Metadata-Version: 2.1
Name: numerblox
Version: 0.4.0
Summary: Tools for solid Numerai pipelines
Home-page: https://github.com/crowdcent/numerblox/tree/master/
Author: Jason Rosenfeld, Carlo Lepelaars and contributors
Author-email: support@crowdcent.com
License: Apache Software License 2.0
Keywords: Numerai,Machine Learning
Classifier: Development Status :: 5 - Production/Stable
Classifier: Intended Audience :: Developers
Classifier: Natural Language :: English
Classifier: Programming Language :: Python :: 3.7
Classifier: Programming Language :: Python :: 3.8
Classifier: Programming Language :: Python :: 3.9
Classifier: Programming Language :: Python :: 3.10
Classifier: License :: OSI Approved :: Apache Software License
Requires-Python: >=3.7
Description-Content-Type: text/markdown
Provides-Extra: dev
License-File: LICENSE

NumerBlox
================

<!-- WARNING: THIS FILE WAS AUTOGENERATED! DO NOT EDIT! -->

`numerblox` offers Numerai specific functionality, so you can worry less
about software/data engineering and focus more on building great Numerai
models!

Most of the components in this library are designed for solid weekly
inference pipelines, but tools like
[`NumerFrame`](https://crowdcent.github.io/numerblox/numerframe.html#numerframe),
preprocessors and evaluators also greatly simplify the training process.

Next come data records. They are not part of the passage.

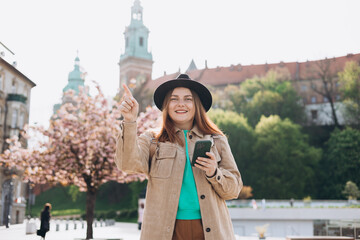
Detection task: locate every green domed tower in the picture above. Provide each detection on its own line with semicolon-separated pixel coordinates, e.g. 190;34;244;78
119;0;153;91
53;56;86;114
63;56;85;94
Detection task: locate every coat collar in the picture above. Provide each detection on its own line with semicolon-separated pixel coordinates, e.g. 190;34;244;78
174;124;204;138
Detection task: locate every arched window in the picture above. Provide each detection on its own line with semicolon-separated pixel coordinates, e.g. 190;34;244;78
139;37;144;47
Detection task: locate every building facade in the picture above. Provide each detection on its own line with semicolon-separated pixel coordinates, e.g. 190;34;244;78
0;44;36;226
146;54;360;126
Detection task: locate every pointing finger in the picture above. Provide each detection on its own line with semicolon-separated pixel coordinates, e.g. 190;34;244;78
122;84;133;97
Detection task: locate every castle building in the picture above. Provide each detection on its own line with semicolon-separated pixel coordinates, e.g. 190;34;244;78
121;0;359;126
146;54;360;126
0;43;36;226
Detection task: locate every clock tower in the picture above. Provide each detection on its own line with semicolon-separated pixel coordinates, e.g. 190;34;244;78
119;0;153;94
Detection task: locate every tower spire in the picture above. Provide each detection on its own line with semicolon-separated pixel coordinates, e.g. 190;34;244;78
131;0;143;23
120;0;152;62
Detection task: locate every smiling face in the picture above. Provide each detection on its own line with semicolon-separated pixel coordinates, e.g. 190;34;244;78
167;87;196;130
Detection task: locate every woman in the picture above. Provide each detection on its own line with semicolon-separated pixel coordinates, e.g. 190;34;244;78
39;203;51;239
116;74;242;240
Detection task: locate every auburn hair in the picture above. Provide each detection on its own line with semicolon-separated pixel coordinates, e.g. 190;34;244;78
156;88;223;146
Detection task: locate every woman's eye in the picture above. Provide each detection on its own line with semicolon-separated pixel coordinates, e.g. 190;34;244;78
185;98;193;101
170;98;178;101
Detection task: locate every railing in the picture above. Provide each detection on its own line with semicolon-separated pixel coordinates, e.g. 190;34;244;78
226;199;360;208
6;93;27;104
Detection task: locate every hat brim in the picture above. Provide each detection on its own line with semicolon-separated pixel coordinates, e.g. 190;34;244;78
154;79;212;112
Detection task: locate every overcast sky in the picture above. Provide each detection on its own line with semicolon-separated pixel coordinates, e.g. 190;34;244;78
1;0;359;128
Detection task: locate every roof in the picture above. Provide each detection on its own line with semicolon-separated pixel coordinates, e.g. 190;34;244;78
148;53;360;91
186;59;198;73
0;57;36;87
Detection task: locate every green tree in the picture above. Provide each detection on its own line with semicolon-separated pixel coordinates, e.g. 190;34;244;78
225;70;305;127
250;115;321;198
338;61;360;126
317;128;360;199
342;181;360;200
208;109;255;185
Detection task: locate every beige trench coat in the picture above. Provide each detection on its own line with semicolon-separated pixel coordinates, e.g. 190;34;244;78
115;122;243;240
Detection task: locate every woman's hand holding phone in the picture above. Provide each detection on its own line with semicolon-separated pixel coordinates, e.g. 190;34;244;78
194;152;217;177
192;140;217;177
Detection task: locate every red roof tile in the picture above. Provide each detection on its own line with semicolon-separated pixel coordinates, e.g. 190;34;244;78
149;53;360;90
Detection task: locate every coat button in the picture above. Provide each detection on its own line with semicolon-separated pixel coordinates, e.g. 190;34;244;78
200;195;205;199
217;176;221;180
189;135;193;139
206;228;211;232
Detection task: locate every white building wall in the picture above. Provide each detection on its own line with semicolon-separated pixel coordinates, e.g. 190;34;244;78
233;219;313;237
305;102;345;125
229;208;360;237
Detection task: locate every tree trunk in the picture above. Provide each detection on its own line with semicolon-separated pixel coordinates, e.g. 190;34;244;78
329;99;340;128
86;188;97;240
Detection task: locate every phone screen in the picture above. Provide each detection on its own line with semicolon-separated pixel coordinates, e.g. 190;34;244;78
191;140;212;167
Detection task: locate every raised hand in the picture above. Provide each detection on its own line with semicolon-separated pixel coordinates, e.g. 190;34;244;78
119;84;139;122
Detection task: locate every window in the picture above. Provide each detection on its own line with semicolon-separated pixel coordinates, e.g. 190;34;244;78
311;83;317;90
11;80;17;93
336;94;341;101
311;110;318;120
0;73;3;90
23;86;28;97
139;37;143;47
323;82;328;89
19;112;25;129
301;85;307;91
11;109;18;128
311;96;317;104
303;98;307;104
324;97;329;102
126;37;129;48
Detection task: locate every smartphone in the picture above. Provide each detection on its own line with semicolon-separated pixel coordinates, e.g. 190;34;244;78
191;140;212;167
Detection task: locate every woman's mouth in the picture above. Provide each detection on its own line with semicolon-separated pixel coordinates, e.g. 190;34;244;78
175;110;188;114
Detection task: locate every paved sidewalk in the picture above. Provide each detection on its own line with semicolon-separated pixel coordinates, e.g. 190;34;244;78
0;220;285;240
0;221;141;240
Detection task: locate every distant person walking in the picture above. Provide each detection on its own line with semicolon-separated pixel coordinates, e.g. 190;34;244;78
37;203;51;239
116;74;243;240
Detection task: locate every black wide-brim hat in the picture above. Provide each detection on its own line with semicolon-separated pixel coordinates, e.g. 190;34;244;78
154;74;212;112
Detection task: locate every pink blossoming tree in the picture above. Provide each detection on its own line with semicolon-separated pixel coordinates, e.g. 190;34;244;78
0;85;162;239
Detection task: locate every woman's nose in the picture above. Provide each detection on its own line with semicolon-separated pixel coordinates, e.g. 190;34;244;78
177;99;185;105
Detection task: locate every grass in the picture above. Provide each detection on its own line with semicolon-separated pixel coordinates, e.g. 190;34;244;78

**Questions and discussion:**
[rocketchat.numer.ai/channel/numerblox](https://rocketchat.numer.ai/channel/numerblox)

**Documentation:**
[crowdcent.github.io/numerblox](https://crowdcent.github.io/numerblox/)

![](https://img.shields.io/pypi/v/numerblox.png)
![](https://img.shields.io/pypi/pyversions/numerblox.png)
![](https://img.shields.io/github/contributors/crowdcent/numerblox.png)
![](https://img.shields.io/github/issues-raw/crowdcent/numerblox.png)
![](https://img.shields.io/github/repo-size/crowdcent/numerblox.png)
![](https://img.shields.io/github/workflow/status/crowdcent/numerblox/CI.png)

## 1. Install

## 1. Getting Started

**This document has been generated by
[NBDev](https://github.com/fastai/nbdev).** Please edit
`nbs/index.ipynb` instead of this `README.md`. Read `CONTRIBUTING.MD`
for more information on the contribution process and how to change
files. Thank you!

### 1.1 Installation

Install numerblox from PyPi by running:

`pip install numerblox`

Alternatively you can clone this repository and install it in
development mode running the following from the root of the repository:

`pip install -e .`

### 1.2 Running Notebooks

Start by spinning up your favorite Jupyter Notebook environment. Here
we’ll use:

`jupyter notebook`

Test your installation using one of the education notebooks in
`nbs/edu_nbs`. A good example is `numerframe_tutorial`. Run it in your
Notebook environment to quickly test if your installation has succeeded

### 2.1. Contents

#### 2.1.1. Core functionality

`numerblox` features the following functionality:

1.  Downloading data
2.  A custom data structure extending Pandas DataFrame
    ([`NumerFrame`](https://crowdcent.github.io/numerblox/numerframe.html#numerframe))
3.  A suite of preprocessors for Numerai Classic and Signals (feature
    selection, engineering and manipulation)
4.  Model objects for easy inference.
5.  A suite of postprocessors for Numerai Classic and Signals
    (standardization, ensembling, neutralization and penalization)
6.  Pipelines handling processing and prediction
    ([`ModelPipeline`](https://crowdcent.github.io/numerblox/modelpipeline.html#modelpipeline)
    and
    [`ModelPipelineCollection`](https://crowdcent.github.io/numerblox/modelpipeline.html#modelpipelinecollection))
7.  Evaluation
    ([`NumeraiClassicEvaluator`](https://crowdcent.github.io/numerblox/evaluation.html#numeraiclassicevaluator)
    and
    [`NumeraiSignalsEvaluator`](https://crowdcent.github.io/numerblox/evaluation.html#numeraisignalsevaluator))
8.  Authentication
    ([`Key`](https://crowdcent.github.io/numerblox/key.html#key) and
    [`load_key_from_json`](https://crowdcent.github.io/numerblox/key.html#load_key_from_json))
9.  Submitting
    ([`NumeraiClassicSubmitter`](https://crowdcent.github.io/numerblox/submission.html#numeraiclassicsubmitter),
    [`NumeraiSignalsSubmitter`](https://crowdcent.github.io/numerblox/submission.html#numeraisignalssubmitter)
    and
    [`NumerBaySubmitter`](https://crowdcent.github.io/numerblox/submission.html#numerbaysubmitter))
10. Automated staking
    ([`NumeraiClassicStaker`](https://crowdcent.github.io/numerblox/staking.html#numeraiclassicstaker)
    and
    [`NumeraiSignalsStaker`](https://crowdcent.github.io/numerblox/staking.html#numeraisignalsstaker))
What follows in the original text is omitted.